Monday, June 10, 2013

A Call to Arms II

I wanna quit. This is the general mood, the general feeling; it's the way the ennui sets in during the quiet and tired times. I read the newspaper. It's worth a giggle or two. I drink coffee, I'm down to one cup a day. On Saturday nights after work I hustle up my buddies John and Soizic. The three of us get acquainted with gin martinis. Last night it was Old Raj, dear Old Raj. I continue hustling tables in a restaurant where I may never be able to afford to eat. I wander the streets of downtown Portland daily, mostly after dark. I contemplate quitting. I think about coming off the weekly gin. I mean, it's like the conversation after the Old Raj martini. “It was like three drinks,” I said. “It was like five,” John said. “We should've quit after that first martini,” I said. “Yeah,” John said. “It was perfect, after that I was just chasing the high.”

Just chasing the high.

I do wanna quit. I wanna quit my job. It's a good job. I work less than 25 hours a week. I make good money. It does not interfere with the daytime hours I spend with my son, which is perfect. On Saturday nights I get to have a drink or two with my friends, which I love. In short, there is nothing about the job that should make me want to quit. I wanna quit the walk to work, and the walk home. Because not only do I not want to work downtown, I think I wanna quit living down here too. The coffee and the newspaper? These are the least of my worries. And they are only a small part of the ennui.

Dying of ennui.

I wanna quit the magazine. This is only a true statement around publication time. So, quarterly for about three minutes I wanna quit Umbrella Factory Magazine. Fortunately, this too passes. It is a small literary magazine that has already outlived the lifespan of many small literary magazines.

Out living the lifespan.

I often wanna quit writing. I want to quit all of it. I wanna quit keeping a journal. I wanna quit writing novels. I wanna quit this blog. This blog that I have so religiously dedicated myself to writing weekly for the last three years. I want to quit the random pieces, the poems, the vignettes, the short stories that I contribute to Sophia Ballou. In short I want to quit it all.

What's left in the wake?

Nothing. That's right, nothing. To quit writing, at this stage is a ridiculous notion. Not now. It's far too late. I cannot quit work at the restaurant. It's only 25 hours a week, and besides, I see John and Soizic on Saturday nights. And this blog? Forget about it. It's been going on for 180 weeks. And the novels?

Yeah, right.

I just spent the last week review Undertakers of Rain for the tenth time. I got at least 2 more revisions to go through before it hits the proverbial bookshelf. I'll read it through this week, and in a few months, I'll see it in print. It's just not time to quit.

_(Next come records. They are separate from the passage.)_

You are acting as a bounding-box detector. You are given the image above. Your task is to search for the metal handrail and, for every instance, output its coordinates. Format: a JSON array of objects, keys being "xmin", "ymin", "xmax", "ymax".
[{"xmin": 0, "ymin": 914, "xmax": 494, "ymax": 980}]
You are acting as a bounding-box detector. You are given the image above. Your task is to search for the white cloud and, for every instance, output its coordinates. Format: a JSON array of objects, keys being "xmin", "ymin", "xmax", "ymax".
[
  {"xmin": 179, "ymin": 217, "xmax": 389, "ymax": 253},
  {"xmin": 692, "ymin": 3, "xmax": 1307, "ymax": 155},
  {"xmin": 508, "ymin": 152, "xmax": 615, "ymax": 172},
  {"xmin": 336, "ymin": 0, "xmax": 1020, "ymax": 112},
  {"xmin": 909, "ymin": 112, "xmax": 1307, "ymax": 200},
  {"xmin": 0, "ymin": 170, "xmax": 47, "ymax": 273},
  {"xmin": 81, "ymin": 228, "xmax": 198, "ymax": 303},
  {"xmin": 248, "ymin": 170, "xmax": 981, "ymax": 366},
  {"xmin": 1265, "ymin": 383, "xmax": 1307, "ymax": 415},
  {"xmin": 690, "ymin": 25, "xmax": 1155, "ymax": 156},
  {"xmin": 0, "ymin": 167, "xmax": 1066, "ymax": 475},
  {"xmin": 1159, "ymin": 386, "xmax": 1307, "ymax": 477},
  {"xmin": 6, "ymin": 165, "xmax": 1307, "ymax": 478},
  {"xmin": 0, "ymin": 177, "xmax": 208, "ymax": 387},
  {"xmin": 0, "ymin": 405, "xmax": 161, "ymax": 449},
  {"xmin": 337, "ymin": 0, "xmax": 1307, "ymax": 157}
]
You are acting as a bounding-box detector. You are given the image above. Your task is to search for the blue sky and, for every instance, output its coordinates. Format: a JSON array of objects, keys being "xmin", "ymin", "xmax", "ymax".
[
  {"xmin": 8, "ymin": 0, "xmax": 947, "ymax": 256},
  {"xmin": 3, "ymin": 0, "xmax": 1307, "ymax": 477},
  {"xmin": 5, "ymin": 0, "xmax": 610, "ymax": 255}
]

What happens to us when we reach our goals?

This is a stellar question. I set about in life to be a writer. I worked hard to free myself from my confines. I've done everything that I ever said I was going to do. Now what?

Now what?

I can't quit, even though I often want to. It's like at this moment I've just finished that Old Raj martini. And now I'll just keep at it like I want to chase the high.

You, start right now, start today. Write it down. Pick up that pen. Strike a few keys, make the keyboard suffer under the weight of your words. Make art. Do whatever you do. Do it so much, put it in the balance of your life, and make it so you want to quit. It adds an element of conflict to it. Be dangerous. Be subversive. Make love. Make art. Write it down. Go have a gin martini on Saturday nights, late, with John and Soizic.